- The Washington Times - Friday, June 11, 2021

The Justice Department‘s watchdog announced Friday it will open an investigation into the decision by Trump administration prosecutors to subpoena tech giant Apple for data belonging to Democrats on the House Intelligence Committee while on the hunt for media leaks.

Justice Department Inspector General Michael Horowitz announced the probe in a statement, which will also look into government efforts to obtain the private communications of journalists.

“The review will examine the department’s compliance with applicable DOJ policies and procedures and whether any such uses, or the investigations, were based upon improper considerations,” Mr. Horowitz said in a statement. “If circumstances warrant, the OIG will consider other issues that may arise during the review.”

House Judiciary Chairman Jerrold Nadler, New York Democrat, praised Mr. Horowitz for the probe, but called on the Justice Department to do more.
“I am grateful that Inspector General Horowitz has committed to investigating both cases.  His work here will be invaluable,” Mr. Nadler said in a statement.  “An investigation by his office is, however, no substitute for swift action by the Department of Justice.”

Mr. Nadler called on Attorney General Merrick Garland to provide a full accounting of the cases and hold any personnel still at the Justice Department accountable for the subpoenas.

“If the Department does not make substantial progress towards these two goals, then we on the Judiciary Committee will have no choice but to step in and do the work ourselves,” he said.
Mr. Horowitz’s announcement came just hours after two top Democratic senators demanded the inspector general open a probe and threatened their own investigation.

Senate Majority Leader Charles E. Schumer of New York and Senate Judiciary Committee Chairman Dick Durbin of Illinois called on former Attorneys General Jeff Sessions and William P. Barr to explain their actions, saying they would be forced to come if they refuse.

“Former Attorneys General Barr and Sessions and other officials who were involved must testify before the Senate Judiciary Committee under oath,” the two lawmakers said in a joint statement. “If they refuse, they are subject to being subpoenaed and compelled to testify under oath.”

It is unlikely that subpoenas will be issued, however. With the Judiciary Committee evenly split among both parties, Democrats will need the support of at least one Republican to carry out the threat.

Republicans on the Senate Judiciary Committee have shown an unwillingness to reach across the aisle on Justice Department matters, voting unanimously against President Biden’s most controversial picks for the department.

The Democrats pledged to conduct their own investigations.

“This appalling politicization of the Department of Justice by Donald Trump and his sycophants must be investigated immediately by both the DOJ Inspector General and Congress,” the statement said.

Mr.

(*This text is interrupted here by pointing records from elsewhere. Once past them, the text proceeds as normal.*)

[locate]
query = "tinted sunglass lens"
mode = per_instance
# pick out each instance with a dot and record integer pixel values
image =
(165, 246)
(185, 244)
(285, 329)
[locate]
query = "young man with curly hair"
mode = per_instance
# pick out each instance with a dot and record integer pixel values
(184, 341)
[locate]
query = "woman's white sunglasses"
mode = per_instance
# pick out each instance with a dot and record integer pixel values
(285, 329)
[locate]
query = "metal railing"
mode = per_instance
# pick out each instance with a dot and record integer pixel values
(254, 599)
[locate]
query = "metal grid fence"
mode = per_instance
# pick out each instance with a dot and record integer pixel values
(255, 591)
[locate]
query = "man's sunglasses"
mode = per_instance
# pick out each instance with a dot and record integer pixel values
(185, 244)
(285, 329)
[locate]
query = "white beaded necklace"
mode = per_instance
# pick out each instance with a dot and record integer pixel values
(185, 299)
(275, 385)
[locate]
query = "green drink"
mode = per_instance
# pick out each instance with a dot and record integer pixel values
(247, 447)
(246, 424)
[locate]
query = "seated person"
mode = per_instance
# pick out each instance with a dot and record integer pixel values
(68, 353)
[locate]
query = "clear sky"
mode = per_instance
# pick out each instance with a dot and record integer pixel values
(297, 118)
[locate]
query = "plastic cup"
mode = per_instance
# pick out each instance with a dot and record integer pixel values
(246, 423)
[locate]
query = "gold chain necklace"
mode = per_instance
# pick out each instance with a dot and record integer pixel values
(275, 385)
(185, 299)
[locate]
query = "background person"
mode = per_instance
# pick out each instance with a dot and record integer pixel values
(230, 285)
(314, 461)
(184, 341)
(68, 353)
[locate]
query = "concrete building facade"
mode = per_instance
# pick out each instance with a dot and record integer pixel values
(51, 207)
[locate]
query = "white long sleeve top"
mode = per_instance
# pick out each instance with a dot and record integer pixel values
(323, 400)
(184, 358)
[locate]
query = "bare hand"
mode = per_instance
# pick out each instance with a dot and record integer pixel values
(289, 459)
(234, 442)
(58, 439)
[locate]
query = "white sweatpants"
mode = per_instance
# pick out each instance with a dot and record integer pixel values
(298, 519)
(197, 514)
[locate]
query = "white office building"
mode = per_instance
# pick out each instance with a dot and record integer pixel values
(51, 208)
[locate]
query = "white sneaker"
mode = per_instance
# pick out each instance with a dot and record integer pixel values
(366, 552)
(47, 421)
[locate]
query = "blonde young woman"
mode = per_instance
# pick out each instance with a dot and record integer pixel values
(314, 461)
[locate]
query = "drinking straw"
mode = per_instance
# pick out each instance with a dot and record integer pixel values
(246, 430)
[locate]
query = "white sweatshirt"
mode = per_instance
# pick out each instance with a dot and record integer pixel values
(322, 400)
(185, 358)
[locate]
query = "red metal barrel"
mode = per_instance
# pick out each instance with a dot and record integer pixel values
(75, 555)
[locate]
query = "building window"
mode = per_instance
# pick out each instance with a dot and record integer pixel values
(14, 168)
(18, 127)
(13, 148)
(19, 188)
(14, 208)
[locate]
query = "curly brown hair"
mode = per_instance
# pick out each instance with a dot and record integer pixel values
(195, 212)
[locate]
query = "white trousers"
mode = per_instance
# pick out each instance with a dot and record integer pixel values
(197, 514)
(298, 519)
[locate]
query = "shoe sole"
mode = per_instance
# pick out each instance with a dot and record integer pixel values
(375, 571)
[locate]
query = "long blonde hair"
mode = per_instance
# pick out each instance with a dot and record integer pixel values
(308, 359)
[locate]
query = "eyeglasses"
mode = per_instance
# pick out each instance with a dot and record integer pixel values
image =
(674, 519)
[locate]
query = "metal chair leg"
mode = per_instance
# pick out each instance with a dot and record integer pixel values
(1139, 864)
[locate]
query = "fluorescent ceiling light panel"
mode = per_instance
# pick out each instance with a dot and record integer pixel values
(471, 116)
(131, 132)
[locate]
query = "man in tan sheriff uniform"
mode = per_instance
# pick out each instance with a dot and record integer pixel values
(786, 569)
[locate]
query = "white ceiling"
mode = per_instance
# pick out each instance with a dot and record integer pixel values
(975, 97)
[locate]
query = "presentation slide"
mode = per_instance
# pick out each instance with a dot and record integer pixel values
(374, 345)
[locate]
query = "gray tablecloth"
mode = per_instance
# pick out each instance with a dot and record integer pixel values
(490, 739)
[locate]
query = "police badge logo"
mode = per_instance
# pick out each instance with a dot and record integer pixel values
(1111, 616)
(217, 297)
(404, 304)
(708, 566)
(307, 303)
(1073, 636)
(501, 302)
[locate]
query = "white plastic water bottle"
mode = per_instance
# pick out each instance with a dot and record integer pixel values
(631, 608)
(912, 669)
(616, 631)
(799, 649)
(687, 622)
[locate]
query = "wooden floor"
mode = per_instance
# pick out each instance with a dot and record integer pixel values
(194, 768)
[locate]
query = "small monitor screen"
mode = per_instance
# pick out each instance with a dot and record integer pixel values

Schumer and Mr. Durbin join an increasing number of Democrats vowing to probe the subpoenas. House Speaker Nancy Pelosi, California Democrat, and Mr. Nadler have also promised to launch investigations.

News outlets reported late Thursday that prosecutors with the Trump Justice Department subpoenaed Apple for the data from the accounts of Democrats on the House Intelligence Committee. Committee Chairman Rep. Adam Schiff, California Democrat, was among the lawmakers who had his data seized.  

Rep. Eric Swalwell, California Democrat, told CNN that he had been notified by Apple that his data had been collected along with data belonging to his family members, including a minor.

The FBI sent the subpoena to Apple in February 2018, seeking contact information on more than 100 accounts as part of an investigation into the disclosure of classified information, according to The New York Times, which first reported the story. Investigators were said to be looking to identify the leaker behind stories about the contact between Russia and Trump associates in the early days of the Trump administration.

Although the initial investigation under Mr. Sessions turned up no evidence of a leak, Mr. Barr renewed the probe when he took over in 2019.